For the first question, I would use the dual pairing with $U_q(\mathfrak{sl}_N)$. The $u_i^j$'s are defined to be matrix coefficients of the vector representation of $U_q(\mathfrak{sl}_N)$ with respect to some distinguished basis, usually a basis of weight vectors. There are unfortunately a lot of different conventions in use. My standard reference is Klimyk and Schmudgen. See, for example, Theorem 19 of Chapter 9 of their book. It states:

There is a unique dual pairing $( , )$ of Hopf algebras between $U_q^{ext}(\mathfrak{sl}_N)$ and $\mathcal{O}(SL_q(N))$ such that $(f, u^k_l) = t_{kl}(f)$ for all $f \in U_q^{ext} (\mathfrak{sl}_{N})$.

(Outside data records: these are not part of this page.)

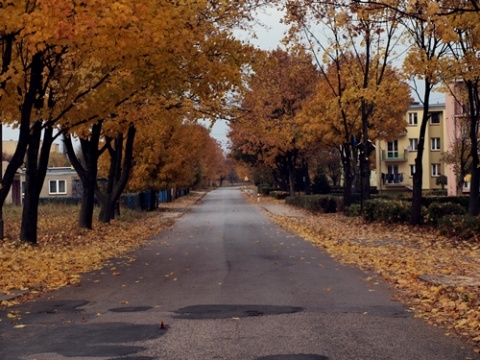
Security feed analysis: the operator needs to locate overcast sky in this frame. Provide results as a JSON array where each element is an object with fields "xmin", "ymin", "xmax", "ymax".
[{"xmin": 210, "ymin": 7, "xmax": 288, "ymax": 151}]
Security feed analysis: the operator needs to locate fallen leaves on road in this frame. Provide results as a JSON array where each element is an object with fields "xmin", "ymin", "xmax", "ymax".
[
  {"xmin": 261, "ymin": 199, "xmax": 480, "ymax": 347},
  {"xmin": 0, "ymin": 191, "xmax": 205, "ymax": 308}
]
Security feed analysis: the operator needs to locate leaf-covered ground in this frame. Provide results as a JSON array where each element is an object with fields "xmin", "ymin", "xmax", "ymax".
[
  {"xmin": 256, "ymin": 196, "xmax": 480, "ymax": 350},
  {"xmin": 0, "ymin": 191, "xmax": 205, "ymax": 308}
]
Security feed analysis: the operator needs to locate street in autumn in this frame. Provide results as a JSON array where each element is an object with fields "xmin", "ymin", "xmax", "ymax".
[{"xmin": 0, "ymin": 187, "xmax": 479, "ymax": 360}]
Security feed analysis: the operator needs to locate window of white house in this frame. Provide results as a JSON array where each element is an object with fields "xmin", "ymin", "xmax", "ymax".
[
  {"xmin": 431, "ymin": 163, "xmax": 441, "ymax": 177},
  {"xmin": 408, "ymin": 138, "xmax": 418, "ymax": 151},
  {"xmin": 21, "ymin": 181, "xmax": 25, "ymax": 196},
  {"xmin": 410, "ymin": 164, "xmax": 416, "ymax": 177},
  {"xmin": 431, "ymin": 137, "xmax": 441, "ymax": 151},
  {"xmin": 430, "ymin": 111, "xmax": 441, "ymax": 124},
  {"xmin": 408, "ymin": 112, "xmax": 418, "ymax": 125},
  {"xmin": 49, "ymin": 180, "xmax": 67, "ymax": 194}
]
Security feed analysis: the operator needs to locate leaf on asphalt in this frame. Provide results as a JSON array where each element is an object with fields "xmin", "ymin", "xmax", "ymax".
[
  {"xmin": 0, "ymin": 200, "xmax": 189, "ymax": 307},
  {"xmin": 260, "ymin": 200, "xmax": 480, "ymax": 346}
]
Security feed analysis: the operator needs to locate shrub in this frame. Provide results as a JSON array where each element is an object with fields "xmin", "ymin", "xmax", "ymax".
[
  {"xmin": 258, "ymin": 186, "xmax": 282, "ymax": 196},
  {"xmin": 39, "ymin": 197, "xmax": 81, "ymax": 206},
  {"xmin": 311, "ymin": 173, "xmax": 331, "ymax": 194},
  {"xmin": 270, "ymin": 191, "xmax": 289, "ymax": 200},
  {"xmin": 344, "ymin": 204, "xmax": 362, "ymax": 217},
  {"xmin": 425, "ymin": 202, "xmax": 466, "ymax": 225},
  {"xmin": 286, "ymin": 195, "xmax": 337, "ymax": 213},
  {"xmin": 362, "ymin": 199, "xmax": 411, "ymax": 223},
  {"xmin": 400, "ymin": 195, "xmax": 469, "ymax": 210},
  {"xmin": 438, "ymin": 214, "xmax": 480, "ymax": 241}
]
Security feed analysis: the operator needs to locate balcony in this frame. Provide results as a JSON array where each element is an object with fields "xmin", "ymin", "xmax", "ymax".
[{"xmin": 381, "ymin": 150, "xmax": 408, "ymax": 162}]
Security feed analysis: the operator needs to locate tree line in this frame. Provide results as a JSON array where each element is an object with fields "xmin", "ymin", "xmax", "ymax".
[
  {"xmin": 0, "ymin": 0, "xmax": 256, "ymax": 244},
  {"xmin": 229, "ymin": 0, "xmax": 480, "ymax": 225}
]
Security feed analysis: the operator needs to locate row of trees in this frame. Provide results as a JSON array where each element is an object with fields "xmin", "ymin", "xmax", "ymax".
[
  {"xmin": 0, "ymin": 0, "xmax": 256, "ymax": 244},
  {"xmin": 230, "ymin": 0, "xmax": 480, "ymax": 225}
]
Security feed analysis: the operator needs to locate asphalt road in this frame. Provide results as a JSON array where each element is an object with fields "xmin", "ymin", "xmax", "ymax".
[{"xmin": 0, "ymin": 187, "xmax": 478, "ymax": 360}]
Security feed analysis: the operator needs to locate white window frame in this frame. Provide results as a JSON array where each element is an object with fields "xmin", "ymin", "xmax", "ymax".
[
  {"xmin": 49, "ymin": 179, "xmax": 67, "ymax": 195},
  {"xmin": 410, "ymin": 164, "xmax": 416, "ymax": 177},
  {"xmin": 431, "ymin": 163, "xmax": 441, "ymax": 177},
  {"xmin": 408, "ymin": 138, "xmax": 418, "ymax": 151},
  {"xmin": 408, "ymin": 112, "xmax": 418, "ymax": 125},
  {"xmin": 431, "ymin": 137, "xmax": 441, "ymax": 151}
]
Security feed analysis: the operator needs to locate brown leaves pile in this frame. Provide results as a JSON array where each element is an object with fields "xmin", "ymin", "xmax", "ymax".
[
  {"xmin": 0, "ymin": 191, "xmax": 204, "ymax": 308},
  {"xmin": 264, "ymin": 201, "xmax": 480, "ymax": 347}
]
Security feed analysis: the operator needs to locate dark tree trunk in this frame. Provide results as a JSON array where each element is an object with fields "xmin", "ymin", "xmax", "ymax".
[
  {"xmin": 98, "ymin": 125, "xmax": 136, "ymax": 223},
  {"xmin": 341, "ymin": 144, "xmax": 355, "ymax": 207},
  {"xmin": 287, "ymin": 152, "xmax": 296, "ymax": 196},
  {"xmin": 360, "ymin": 107, "xmax": 372, "ymax": 202},
  {"xmin": 303, "ymin": 160, "xmax": 311, "ymax": 195},
  {"xmin": 64, "ymin": 122, "xmax": 102, "ymax": 229},
  {"xmin": 20, "ymin": 122, "xmax": 54, "ymax": 244},
  {"xmin": 411, "ymin": 83, "xmax": 432, "ymax": 226},
  {"xmin": 0, "ymin": 53, "xmax": 43, "ymax": 210},
  {"xmin": 466, "ymin": 80, "xmax": 480, "ymax": 216}
]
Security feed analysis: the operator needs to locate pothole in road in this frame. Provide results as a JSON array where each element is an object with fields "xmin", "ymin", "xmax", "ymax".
[{"xmin": 173, "ymin": 304, "xmax": 303, "ymax": 320}]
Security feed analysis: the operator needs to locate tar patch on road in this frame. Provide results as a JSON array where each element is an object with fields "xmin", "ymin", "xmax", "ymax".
[
  {"xmin": 108, "ymin": 357, "xmax": 156, "ymax": 360},
  {"xmin": 109, "ymin": 306, "xmax": 153, "ymax": 313},
  {"xmin": 0, "ymin": 322, "xmax": 166, "ymax": 359},
  {"xmin": 257, "ymin": 356, "xmax": 329, "ymax": 360},
  {"xmin": 173, "ymin": 304, "xmax": 303, "ymax": 319}
]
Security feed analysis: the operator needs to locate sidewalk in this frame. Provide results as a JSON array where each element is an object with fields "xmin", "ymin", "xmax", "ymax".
[{"xmin": 249, "ymin": 194, "xmax": 480, "ymax": 348}]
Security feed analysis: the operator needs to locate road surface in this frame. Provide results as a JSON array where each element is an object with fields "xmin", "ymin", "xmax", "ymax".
[{"xmin": 0, "ymin": 187, "xmax": 478, "ymax": 360}]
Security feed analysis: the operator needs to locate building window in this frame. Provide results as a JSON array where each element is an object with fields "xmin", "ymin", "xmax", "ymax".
[
  {"xmin": 387, "ymin": 140, "xmax": 398, "ymax": 158},
  {"xmin": 408, "ymin": 112, "xmax": 418, "ymax": 125},
  {"xmin": 430, "ymin": 111, "xmax": 441, "ymax": 124},
  {"xmin": 431, "ymin": 163, "xmax": 441, "ymax": 177},
  {"xmin": 431, "ymin": 137, "xmax": 441, "ymax": 151},
  {"xmin": 386, "ymin": 165, "xmax": 403, "ymax": 183},
  {"xmin": 408, "ymin": 138, "xmax": 418, "ymax": 151},
  {"xmin": 410, "ymin": 164, "xmax": 416, "ymax": 177},
  {"xmin": 49, "ymin": 180, "xmax": 67, "ymax": 194}
]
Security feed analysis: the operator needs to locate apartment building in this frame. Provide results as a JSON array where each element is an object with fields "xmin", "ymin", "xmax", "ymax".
[{"xmin": 375, "ymin": 102, "xmax": 447, "ymax": 194}]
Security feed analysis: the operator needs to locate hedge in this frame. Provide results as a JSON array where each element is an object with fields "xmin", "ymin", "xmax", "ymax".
[
  {"xmin": 258, "ymin": 186, "xmax": 282, "ymax": 196},
  {"xmin": 400, "ymin": 195, "xmax": 469, "ymax": 210},
  {"xmin": 438, "ymin": 214, "xmax": 480, "ymax": 241},
  {"xmin": 362, "ymin": 199, "xmax": 411, "ymax": 223},
  {"xmin": 270, "ymin": 191, "xmax": 290, "ymax": 200},
  {"xmin": 286, "ymin": 194, "xmax": 338, "ymax": 213},
  {"xmin": 424, "ymin": 202, "xmax": 466, "ymax": 225}
]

Here $((t_{kl}(f))$ is the matrix for $f$ in the vector representation. OK, this theorem is a little bogus in the sense that it is more of a definition. But the point is that $\mathcal{O}(SL_q(N))$ is generated by the matrix coefficients of all finite-dimensional irreducible representations of $U_q^{ext} (\mathfrak{sl}_{N})$, and these separate points of $U_q^{ext} (\mathfrak{sl}_{N})$, so the pairing is nondegenerate.

So, to show that your two guys are equal, just show that they pair the same way with $U_q^{ext} (\mathfrak{sl}_{N})$. Since it is a pairing of Hopf algebras, you just need to check on the generators $E_i, F_i, K_\lambda$. This just requires you to have a handle on the vector representation. In my opinion this is much cleaner than doing the calculations directly.